Outlook: A Rejuvenated Industrial Champion
The numbers tell a story of resilience and transformation. Project Phoenix, Rolls-Royce’s multi-year cost-cutting and restructuring effort, is delivering: £1 billion in savings, higher margins, and a clear path toward £3.6–£3.9 billion in annual profits by 2028. The company has achieved its 2023 targets two years ahead of schedule, and rating agencies have upgraded their outlooks accordingly.
Yet, execution will be key. As new technologies transition from pilot projects to commercial reality, Rolls-Royce’s ability to navigate supply chain challenges, regulatory hurdles, and shifting market dynamics will determine whether today’s optimism translates into lasting shareholder value.

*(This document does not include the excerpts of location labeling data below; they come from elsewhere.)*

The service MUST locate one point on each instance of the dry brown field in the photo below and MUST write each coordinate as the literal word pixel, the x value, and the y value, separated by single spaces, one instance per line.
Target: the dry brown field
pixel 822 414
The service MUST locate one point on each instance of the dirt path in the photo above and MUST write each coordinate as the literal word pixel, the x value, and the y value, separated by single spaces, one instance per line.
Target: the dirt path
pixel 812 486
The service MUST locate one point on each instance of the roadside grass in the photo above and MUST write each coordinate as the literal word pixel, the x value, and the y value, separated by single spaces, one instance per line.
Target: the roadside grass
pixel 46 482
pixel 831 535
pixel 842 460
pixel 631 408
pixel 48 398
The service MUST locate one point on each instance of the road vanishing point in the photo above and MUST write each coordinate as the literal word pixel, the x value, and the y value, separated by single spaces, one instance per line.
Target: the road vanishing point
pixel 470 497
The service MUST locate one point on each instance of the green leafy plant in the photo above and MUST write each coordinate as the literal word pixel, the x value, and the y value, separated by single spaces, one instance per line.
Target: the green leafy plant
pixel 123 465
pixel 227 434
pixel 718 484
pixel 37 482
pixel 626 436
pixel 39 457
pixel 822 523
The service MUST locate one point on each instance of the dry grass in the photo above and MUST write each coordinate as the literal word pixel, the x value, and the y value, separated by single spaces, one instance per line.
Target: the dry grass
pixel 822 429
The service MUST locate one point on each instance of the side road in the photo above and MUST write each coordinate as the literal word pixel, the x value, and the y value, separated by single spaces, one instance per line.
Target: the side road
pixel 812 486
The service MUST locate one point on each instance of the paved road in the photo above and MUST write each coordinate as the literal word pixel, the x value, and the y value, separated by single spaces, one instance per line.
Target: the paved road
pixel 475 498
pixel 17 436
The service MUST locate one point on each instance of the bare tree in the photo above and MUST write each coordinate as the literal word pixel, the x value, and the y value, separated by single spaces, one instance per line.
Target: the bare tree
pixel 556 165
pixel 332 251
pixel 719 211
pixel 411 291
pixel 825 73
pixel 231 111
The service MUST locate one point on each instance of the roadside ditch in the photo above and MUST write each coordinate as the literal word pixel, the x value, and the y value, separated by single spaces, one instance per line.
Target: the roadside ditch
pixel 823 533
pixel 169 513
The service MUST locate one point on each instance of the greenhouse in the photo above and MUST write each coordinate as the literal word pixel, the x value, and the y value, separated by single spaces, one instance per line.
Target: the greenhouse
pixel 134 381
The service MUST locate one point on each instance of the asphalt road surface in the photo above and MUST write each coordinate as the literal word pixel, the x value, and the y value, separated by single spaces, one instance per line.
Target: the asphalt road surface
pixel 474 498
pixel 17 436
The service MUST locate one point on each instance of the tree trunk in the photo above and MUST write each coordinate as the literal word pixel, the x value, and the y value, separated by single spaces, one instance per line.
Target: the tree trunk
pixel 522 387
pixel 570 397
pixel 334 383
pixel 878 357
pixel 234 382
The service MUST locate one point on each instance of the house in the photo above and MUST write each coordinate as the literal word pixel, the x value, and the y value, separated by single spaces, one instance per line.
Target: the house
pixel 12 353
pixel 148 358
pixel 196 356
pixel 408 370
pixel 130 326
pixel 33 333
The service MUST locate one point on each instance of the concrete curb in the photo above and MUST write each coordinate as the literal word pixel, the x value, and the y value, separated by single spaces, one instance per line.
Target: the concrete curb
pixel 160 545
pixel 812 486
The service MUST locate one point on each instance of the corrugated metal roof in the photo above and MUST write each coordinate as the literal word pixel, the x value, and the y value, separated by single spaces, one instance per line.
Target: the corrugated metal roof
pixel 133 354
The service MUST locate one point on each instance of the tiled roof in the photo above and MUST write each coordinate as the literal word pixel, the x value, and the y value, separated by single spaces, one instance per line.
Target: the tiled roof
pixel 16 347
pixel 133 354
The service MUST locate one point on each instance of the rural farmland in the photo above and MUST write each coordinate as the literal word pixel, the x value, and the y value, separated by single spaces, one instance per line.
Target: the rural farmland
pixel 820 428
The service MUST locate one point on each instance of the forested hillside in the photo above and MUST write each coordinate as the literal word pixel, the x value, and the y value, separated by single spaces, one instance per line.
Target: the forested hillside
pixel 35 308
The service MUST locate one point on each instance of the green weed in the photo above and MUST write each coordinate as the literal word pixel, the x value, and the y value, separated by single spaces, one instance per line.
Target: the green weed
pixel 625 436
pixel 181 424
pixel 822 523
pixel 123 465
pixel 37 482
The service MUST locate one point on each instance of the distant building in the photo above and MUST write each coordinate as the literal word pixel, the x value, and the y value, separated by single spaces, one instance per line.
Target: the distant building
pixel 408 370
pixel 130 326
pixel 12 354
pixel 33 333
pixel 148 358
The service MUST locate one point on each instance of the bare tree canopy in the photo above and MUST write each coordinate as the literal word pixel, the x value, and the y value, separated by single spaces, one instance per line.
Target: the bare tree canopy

For now, Rolls-Royce stands as a symbol of British industrial revival—a company that, after years of turbulence, has found its stride at the intersection of aerospace, defense, and sustainable energy.
Assessment: Rolls-Royce’s current rally is rooted in real operational progress and visionary strategy, but investors should remain mindful of execution risks and market cycles. The company’s resurgence is impressive, yet with high expectations already baked into valuations, future growth will depend on its ability to deliver on ambitious clean-tech and defense goals while managing industry headwinds.